Yesterday when I didn't go to work, mum called in sick for me and said I fainted in the shower due to period pain and hit my head on the soap dispenser.

BUT ....

If it were honesty day, I would have called and said "Hi, I'm not coming to work today because I didn't get home from the club until 12.30am and its pouring rain and I couldn't be bothered getting up and lugging myself to work on such a shitty day. Thanks bye"
 
BREAKaBEAT said:
Fuck Yes

I feel so angry I could kill people with my words at the moment.

Goddammit that sounds scary ;)


Honesty day... yeah I would've just told the customer who started the call with "I WANT you to help me set up my email account", that I could only do it if he said please.
 
Snappy Answer #1

A stewardess was stationed at the departure gate to check tickets. As a man approached, she extended her hand for the ticket, and he opened his coat and flashed her.

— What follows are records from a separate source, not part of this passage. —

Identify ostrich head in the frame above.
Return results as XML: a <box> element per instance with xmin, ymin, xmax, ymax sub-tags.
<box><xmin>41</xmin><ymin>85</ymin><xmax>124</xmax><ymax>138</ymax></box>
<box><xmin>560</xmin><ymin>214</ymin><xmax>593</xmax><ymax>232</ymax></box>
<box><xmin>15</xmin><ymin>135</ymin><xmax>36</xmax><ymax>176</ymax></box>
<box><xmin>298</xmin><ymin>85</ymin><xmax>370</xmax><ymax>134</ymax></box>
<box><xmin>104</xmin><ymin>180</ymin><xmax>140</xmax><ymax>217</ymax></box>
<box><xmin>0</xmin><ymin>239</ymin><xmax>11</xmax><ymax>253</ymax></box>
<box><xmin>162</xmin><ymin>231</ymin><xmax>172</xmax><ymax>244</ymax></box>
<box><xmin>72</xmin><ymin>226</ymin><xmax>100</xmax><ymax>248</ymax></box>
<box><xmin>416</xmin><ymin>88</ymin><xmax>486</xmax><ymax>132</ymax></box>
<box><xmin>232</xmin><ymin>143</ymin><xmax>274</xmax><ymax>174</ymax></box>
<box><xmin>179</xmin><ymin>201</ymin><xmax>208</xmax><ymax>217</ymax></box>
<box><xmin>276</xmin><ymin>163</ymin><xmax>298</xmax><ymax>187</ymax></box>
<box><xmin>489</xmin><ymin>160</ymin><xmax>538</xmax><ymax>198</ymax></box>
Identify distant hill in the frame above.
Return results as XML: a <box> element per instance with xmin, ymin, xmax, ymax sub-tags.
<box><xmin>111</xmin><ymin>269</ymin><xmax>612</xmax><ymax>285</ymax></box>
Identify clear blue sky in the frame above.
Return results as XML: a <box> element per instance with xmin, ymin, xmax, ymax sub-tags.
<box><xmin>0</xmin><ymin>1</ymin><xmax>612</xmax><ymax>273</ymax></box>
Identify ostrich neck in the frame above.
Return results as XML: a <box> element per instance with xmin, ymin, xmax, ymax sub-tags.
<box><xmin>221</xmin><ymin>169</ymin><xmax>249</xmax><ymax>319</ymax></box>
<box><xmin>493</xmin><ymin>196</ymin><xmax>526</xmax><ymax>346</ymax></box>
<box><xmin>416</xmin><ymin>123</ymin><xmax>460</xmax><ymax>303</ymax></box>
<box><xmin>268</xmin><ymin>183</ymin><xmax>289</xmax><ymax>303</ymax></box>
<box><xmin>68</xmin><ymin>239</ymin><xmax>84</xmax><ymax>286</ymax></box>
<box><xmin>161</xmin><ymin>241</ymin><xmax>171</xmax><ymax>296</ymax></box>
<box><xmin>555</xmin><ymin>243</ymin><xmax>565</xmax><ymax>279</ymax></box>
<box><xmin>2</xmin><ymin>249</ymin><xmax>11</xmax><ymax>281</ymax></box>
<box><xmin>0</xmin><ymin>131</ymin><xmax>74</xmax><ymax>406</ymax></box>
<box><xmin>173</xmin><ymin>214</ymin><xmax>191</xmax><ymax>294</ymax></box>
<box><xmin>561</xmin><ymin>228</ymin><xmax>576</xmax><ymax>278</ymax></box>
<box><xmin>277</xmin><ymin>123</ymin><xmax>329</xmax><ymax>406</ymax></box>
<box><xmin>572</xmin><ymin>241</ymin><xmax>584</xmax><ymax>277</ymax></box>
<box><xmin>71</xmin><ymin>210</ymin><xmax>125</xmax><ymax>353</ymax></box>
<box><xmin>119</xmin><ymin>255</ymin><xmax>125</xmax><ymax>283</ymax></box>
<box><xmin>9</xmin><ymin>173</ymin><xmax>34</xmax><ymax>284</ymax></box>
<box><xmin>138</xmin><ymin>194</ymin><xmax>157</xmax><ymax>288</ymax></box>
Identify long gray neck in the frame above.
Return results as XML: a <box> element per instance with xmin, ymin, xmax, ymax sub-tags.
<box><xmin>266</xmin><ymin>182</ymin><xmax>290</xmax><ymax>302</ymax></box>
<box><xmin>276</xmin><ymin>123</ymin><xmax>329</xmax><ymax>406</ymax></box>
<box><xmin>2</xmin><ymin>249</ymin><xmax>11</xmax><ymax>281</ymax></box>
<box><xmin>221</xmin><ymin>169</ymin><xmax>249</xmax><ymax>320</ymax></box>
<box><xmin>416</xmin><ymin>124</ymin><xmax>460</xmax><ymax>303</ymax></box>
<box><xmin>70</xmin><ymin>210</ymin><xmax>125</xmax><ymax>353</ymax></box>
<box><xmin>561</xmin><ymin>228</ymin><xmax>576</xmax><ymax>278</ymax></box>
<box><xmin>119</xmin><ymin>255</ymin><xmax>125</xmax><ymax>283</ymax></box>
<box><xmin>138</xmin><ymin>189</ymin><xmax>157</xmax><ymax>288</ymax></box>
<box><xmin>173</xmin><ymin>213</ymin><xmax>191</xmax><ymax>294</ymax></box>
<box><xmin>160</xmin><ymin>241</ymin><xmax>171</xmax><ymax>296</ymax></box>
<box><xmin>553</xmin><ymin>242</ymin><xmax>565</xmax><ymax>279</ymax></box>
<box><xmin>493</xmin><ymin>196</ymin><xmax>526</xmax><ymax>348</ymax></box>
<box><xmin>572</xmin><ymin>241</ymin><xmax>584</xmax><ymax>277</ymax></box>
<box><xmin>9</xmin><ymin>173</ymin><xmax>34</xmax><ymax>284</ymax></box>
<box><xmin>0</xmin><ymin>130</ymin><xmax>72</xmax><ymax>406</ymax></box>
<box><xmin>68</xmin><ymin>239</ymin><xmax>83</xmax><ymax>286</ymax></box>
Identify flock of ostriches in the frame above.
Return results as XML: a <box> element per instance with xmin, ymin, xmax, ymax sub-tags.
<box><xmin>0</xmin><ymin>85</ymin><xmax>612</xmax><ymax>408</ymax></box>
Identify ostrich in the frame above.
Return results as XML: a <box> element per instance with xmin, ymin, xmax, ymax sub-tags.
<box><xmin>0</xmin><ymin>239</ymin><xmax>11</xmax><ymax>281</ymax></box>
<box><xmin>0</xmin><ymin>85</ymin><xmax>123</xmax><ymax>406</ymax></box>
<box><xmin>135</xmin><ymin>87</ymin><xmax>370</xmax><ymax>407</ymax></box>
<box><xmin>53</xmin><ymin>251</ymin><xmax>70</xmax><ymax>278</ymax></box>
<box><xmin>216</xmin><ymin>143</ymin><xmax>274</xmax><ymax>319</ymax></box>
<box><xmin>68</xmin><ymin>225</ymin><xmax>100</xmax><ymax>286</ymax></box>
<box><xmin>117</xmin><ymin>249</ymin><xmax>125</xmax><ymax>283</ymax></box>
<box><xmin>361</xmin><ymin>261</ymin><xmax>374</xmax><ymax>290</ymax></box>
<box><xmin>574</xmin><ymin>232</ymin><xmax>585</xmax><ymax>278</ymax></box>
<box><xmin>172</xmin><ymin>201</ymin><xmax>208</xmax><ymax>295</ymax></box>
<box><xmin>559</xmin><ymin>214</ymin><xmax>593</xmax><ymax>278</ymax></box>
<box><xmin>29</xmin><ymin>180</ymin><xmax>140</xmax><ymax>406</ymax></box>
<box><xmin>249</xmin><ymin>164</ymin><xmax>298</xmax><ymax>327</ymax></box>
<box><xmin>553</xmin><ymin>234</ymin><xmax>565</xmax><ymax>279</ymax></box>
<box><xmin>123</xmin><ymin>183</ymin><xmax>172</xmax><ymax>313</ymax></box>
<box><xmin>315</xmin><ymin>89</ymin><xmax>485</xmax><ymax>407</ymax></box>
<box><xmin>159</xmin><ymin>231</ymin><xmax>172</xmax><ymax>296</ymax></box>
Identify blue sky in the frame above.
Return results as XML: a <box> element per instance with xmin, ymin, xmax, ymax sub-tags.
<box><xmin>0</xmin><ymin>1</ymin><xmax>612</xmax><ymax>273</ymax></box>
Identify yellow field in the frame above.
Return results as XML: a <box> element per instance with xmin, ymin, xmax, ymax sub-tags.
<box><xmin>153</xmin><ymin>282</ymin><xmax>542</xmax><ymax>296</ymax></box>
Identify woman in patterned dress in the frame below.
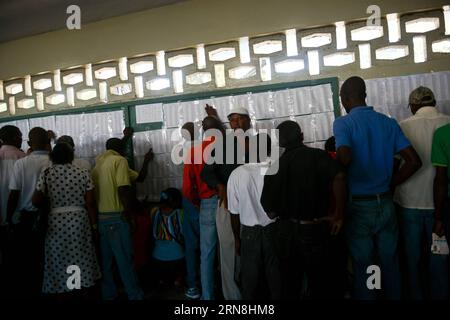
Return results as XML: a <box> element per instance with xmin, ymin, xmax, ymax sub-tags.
<box><xmin>33</xmin><ymin>143</ymin><xmax>100</xmax><ymax>294</ymax></box>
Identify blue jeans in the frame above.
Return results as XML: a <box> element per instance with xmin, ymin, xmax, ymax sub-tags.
<box><xmin>200</xmin><ymin>196</ymin><xmax>218</xmax><ymax>300</ymax></box>
<box><xmin>347</xmin><ymin>197</ymin><xmax>401</xmax><ymax>300</ymax></box>
<box><xmin>183</xmin><ymin>199</ymin><xmax>200</xmax><ymax>288</ymax></box>
<box><xmin>98</xmin><ymin>215</ymin><xmax>144</xmax><ymax>300</ymax></box>
<box><xmin>400</xmin><ymin>208</ymin><xmax>448</xmax><ymax>300</ymax></box>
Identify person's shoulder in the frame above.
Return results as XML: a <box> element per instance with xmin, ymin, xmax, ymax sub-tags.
<box><xmin>434</xmin><ymin>123</ymin><xmax>450</xmax><ymax>138</ymax></box>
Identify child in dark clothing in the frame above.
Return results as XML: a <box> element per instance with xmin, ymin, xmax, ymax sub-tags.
<box><xmin>151</xmin><ymin>188</ymin><xmax>185</xmax><ymax>287</ymax></box>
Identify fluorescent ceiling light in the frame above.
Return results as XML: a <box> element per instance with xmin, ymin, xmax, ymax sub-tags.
<box><xmin>323</xmin><ymin>52</ymin><xmax>355</xmax><ymax>67</ymax></box>
<box><xmin>335</xmin><ymin>21</ymin><xmax>347</xmax><ymax>50</ymax></box>
<box><xmin>33</xmin><ymin>79</ymin><xmax>52</xmax><ymax>90</ymax></box>
<box><xmin>228</xmin><ymin>66</ymin><xmax>256</xmax><ymax>79</ymax></box>
<box><xmin>17</xmin><ymin>99</ymin><xmax>35</xmax><ymax>109</ymax></box>
<box><xmin>239</xmin><ymin>37</ymin><xmax>250</xmax><ymax>63</ymax></box>
<box><xmin>0</xmin><ymin>102</ymin><xmax>8</xmax><ymax>112</ymax></box>
<box><xmin>77</xmin><ymin>89</ymin><xmax>97</xmax><ymax>100</ymax></box>
<box><xmin>253</xmin><ymin>40</ymin><xmax>283</xmax><ymax>54</ymax></box>
<box><xmin>5</xmin><ymin>83</ymin><xmax>23</xmax><ymax>94</ymax></box>
<box><xmin>109</xmin><ymin>83</ymin><xmax>133</xmax><ymax>96</ymax></box>
<box><xmin>302</xmin><ymin>33</ymin><xmax>331</xmax><ymax>48</ymax></box>
<box><xmin>358</xmin><ymin>43</ymin><xmax>372</xmax><ymax>69</ymax></box>
<box><xmin>208</xmin><ymin>48</ymin><xmax>236</xmax><ymax>61</ymax></box>
<box><xmin>214</xmin><ymin>63</ymin><xmax>226</xmax><ymax>88</ymax></box>
<box><xmin>186</xmin><ymin>72</ymin><xmax>212</xmax><ymax>85</ymax></box>
<box><xmin>308</xmin><ymin>50</ymin><xmax>320</xmax><ymax>76</ymax></box>
<box><xmin>405</xmin><ymin>18</ymin><xmax>439</xmax><ymax>33</ymax></box>
<box><xmin>130</xmin><ymin>61</ymin><xmax>153</xmax><ymax>74</ymax></box>
<box><xmin>386</xmin><ymin>13</ymin><xmax>401</xmax><ymax>43</ymax></box>
<box><xmin>275</xmin><ymin>59</ymin><xmax>305</xmax><ymax>73</ymax></box>
<box><xmin>413</xmin><ymin>36</ymin><xmax>427</xmax><ymax>63</ymax></box>
<box><xmin>45</xmin><ymin>93</ymin><xmax>65</xmax><ymax>105</ymax></box>
<box><xmin>168</xmin><ymin>54</ymin><xmax>194</xmax><ymax>68</ymax></box>
<box><xmin>94</xmin><ymin>67</ymin><xmax>117</xmax><ymax>80</ymax></box>
<box><xmin>63</xmin><ymin>73</ymin><xmax>83</xmax><ymax>86</ymax></box>
<box><xmin>259</xmin><ymin>57</ymin><xmax>272</xmax><ymax>81</ymax></box>
<box><xmin>431</xmin><ymin>38</ymin><xmax>450</xmax><ymax>53</ymax></box>
<box><xmin>284</xmin><ymin>29</ymin><xmax>298</xmax><ymax>57</ymax></box>
<box><xmin>196</xmin><ymin>44</ymin><xmax>206</xmax><ymax>69</ymax></box>
<box><xmin>350</xmin><ymin>26</ymin><xmax>383</xmax><ymax>41</ymax></box>
<box><xmin>375</xmin><ymin>45</ymin><xmax>409</xmax><ymax>60</ymax></box>
<box><xmin>145</xmin><ymin>78</ymin><xmax>170</xmax><ymax>91</ymax></box>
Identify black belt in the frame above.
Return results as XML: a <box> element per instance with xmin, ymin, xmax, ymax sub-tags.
<box><xmin>352</xmin><ymin>192</ymin><xmax>391</xmax><ymax>201</ymax></box>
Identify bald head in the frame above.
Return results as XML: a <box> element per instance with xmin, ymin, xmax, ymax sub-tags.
<box><xmin>277</xmin><ymin>120</ymin><xmax>303</xmax><ymax>148</ymax></box>
<box><xmin>106</xmin><ymin>138</ymin><xmax>125</xmax><ymax>155</ymax></box>
<box><xmin>0</xmin><ymin>125</ymin><xmax>22</xmax><ymax>148</ymax></box>
<box><xmin>340</xmin><ymin>76</ymin><xmax>367</xmax><ymax>113</ymax></box>
<box><xmin>56</xmin><ymin>136</ymin><xmax>75</xmax><ymax>149</ymax></box>
<box><xmin>28</xmin><ymin>127</ymin><xmax>50</xmax><ymax>151</ymax></box>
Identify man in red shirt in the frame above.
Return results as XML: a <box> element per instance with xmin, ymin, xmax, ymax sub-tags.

Without missing a beat she said, "Sir, I need to see your ticket, not your stub."

Snappy Answer #2

A lady was picking through the frozen chickens at the supermarket, but couldn't find one big enough for her family. She asked the shelf stacker, "Do these chickens get any bigger ?"

He replied, "No , they're dead."

Snappy Answer #3

The policeman got out of his car and the lad who was stopped for
speeding rolled down his window. "I've been waiting for you all day," the policeman said.

The lad replied, "Yeah, well I got here as fast as I could." When the policeman finally stopped laughing, he sent the lad on his way without a ticket.

Snappy Answer #4

A lorry driver was driving along. A sign comes up that reads "low
bridge ahead." Before he knows it the bridge is right ahead of him and he gets stuck under the bridge. Cars are backed up for miles.

Finally, a police car comes up. The policeman gets out of his car and walks around to the lorry driver, puts his hands on his hips and says, "Got stuck ?"

The lorry driver says, "No mate, I was delivering this bridge and ran out of petrol."

Snappy Answer #5

THE TEACHER

A university lecturer reminds her students of tomorrow's final exam. "Now, I won't tolerate any excuses for you not being here tomorrow. I might consider a nuclear attack or a serious personal injury or illness, or a death in your immediate family but that's it, no other excuses whatsoever !"

A smart-arse bloke in the back of the room raised his hand and asks, "What would you say if tomorrow I said I was suffering from complete and utter sexual exhaustion ?"

The entire class does its best to stifle their laughter.

When silence is restored, the lecturer smiles sympathetically at the student, shakes her head, and sweetly says, "Well, I suppose you'd have to write the exam with your other hand."
 
A smart-arse bloke in the back of the room raised his hand and asks, "What would you say if tomorrow I said I was suffering from complete and utter sexual exhaustion ?"

The entire class does its best to stifle their laughter.

When silence is restored, the lecturer smiles sympathetically at the student, shakes her head, and sweetly says, "Well, I suppose you'd have to write the exam with your other hand."

that is pure gold!! i love it :D

CB :)
 
BopGirl said:
Snappy Answer #5

THE TEACHER

A university lecturer reminds her students of tomorrow's final exam. "Now, I won't tolerate any excuses for you not being here tomorrow. I might consider a nuclear attack or a serious personal injury or illness, or a death in your immediate family but that's it, no other excuses whatsoever !"

A smart-arse bloke in the back of the room raised his hand and asks, "What would you say if tomorrow I said I was suffering from complete and utter sexual exhaustion ?"

The entire class does its best to stifle their laughter.

When silence is restored, the lecturer smiles sympathetically at the student, shakes her head, and sweetly says, "Well, I suppose you'd have to write the exam with your other hand."

I had several teachers in high school and uni who'd make similar remarks, it's pretty cool when you get one like that.